Tiga : Revue du morceau « High Rollers »

Sur « High Rollers », l’icône de l’électroclash de la première vague, Tiga, adopte le personnage au micro d’un MC rap des années 80 – il cite Ice-T comme source d’inspiration – pour parler de la façon dont la cupidité est, une fois de plus, bonne. Sur un rythme acid house endiablé, ses gros joueurs rétro se pavanent avec des «bottes en peau d’anguille» sur «Pusherman» de Curtis Mayfield et vérifient leurs bips pour les «gros contrats». Il rappe si vite que vous n’entendrez peut-être même pas de qui il parle réellement : « Ces hauts fonctionnaires des rues de notre ville/Gagnent des millions, tous déclenchés par des bips électriques. » (Nancy Pelosi, c’est toi ?)

Il y a plusieurs chansons que j’aime sur le nouvel album de Tiga, VIE CHAUDEcomme « Silk Scarf » avec Fcukers, une sorte de version archaïque de « Guess » de Charli XCX pour la mode masculine, ou le rave-up réservé aux freaks « Sexless Pornographic Losers », avec son compatriote DJ montréalais Maara. Mais je n’ai pas épuisé une chanson comme celle-ci depuis que Two Shell a fait ce remix dément et accéléré de MUNA, qui devrait vous dire exactement quel genre d’humour malade et tordu je recherche dans une ligne de basse.
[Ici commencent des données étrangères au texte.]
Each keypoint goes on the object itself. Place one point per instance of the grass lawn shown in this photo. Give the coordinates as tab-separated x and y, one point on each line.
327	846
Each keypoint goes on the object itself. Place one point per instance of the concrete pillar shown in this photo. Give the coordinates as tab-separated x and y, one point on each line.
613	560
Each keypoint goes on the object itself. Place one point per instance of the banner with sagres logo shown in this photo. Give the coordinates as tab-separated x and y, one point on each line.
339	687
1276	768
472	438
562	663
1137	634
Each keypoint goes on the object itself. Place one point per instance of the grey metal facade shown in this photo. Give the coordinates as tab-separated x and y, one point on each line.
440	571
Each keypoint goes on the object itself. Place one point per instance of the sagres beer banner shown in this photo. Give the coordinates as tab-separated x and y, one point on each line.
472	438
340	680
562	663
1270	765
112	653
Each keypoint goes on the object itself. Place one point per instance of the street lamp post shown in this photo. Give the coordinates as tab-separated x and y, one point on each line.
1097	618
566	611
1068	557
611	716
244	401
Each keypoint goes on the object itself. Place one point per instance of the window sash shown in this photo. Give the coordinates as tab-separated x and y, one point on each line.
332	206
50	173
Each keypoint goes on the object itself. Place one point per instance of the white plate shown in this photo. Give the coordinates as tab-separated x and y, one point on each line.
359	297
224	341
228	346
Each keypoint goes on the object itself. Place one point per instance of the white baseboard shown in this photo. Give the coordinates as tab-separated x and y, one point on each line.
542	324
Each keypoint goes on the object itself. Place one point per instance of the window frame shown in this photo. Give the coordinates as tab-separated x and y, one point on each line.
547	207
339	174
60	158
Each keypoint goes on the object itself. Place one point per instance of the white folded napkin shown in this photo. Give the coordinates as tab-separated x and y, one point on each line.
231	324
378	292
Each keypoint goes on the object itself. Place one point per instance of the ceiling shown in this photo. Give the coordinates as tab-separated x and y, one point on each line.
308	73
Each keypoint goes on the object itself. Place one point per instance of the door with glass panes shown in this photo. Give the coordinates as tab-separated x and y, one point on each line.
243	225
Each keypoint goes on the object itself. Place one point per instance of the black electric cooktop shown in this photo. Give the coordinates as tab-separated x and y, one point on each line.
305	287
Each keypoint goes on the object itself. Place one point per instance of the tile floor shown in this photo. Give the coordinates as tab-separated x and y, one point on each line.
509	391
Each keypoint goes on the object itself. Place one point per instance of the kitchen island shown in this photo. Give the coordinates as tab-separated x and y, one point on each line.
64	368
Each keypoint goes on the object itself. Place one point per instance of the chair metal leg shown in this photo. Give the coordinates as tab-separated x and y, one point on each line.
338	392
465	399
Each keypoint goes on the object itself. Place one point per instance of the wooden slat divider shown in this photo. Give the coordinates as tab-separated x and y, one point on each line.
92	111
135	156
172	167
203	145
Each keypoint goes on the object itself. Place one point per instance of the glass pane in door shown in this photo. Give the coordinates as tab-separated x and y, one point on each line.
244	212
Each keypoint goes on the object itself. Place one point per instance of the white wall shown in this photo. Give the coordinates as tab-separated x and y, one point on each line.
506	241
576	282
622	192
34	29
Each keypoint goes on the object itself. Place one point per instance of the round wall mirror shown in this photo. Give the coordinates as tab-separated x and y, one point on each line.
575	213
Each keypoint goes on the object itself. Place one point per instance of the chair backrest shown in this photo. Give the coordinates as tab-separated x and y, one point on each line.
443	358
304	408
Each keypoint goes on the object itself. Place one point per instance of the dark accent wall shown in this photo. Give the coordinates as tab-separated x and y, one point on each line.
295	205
En fin de compte, ce morceau me rappelle une affiche de l’époque des émeutes de Los Angeles de 1992 réalisée par le collectif d’art féministe Guerrilla Girls qui dit : « CES HOMMES BLANCS ONT ÉTÉ VIDÉOTÉS EN PILLANT VOTRE QUARTIER : George Bush… Jerry Falwell… Clarence Thomas… Ronald Reagan. » Je déteste les joueurs, je déteste le jeu, mais j’adore cette chanson.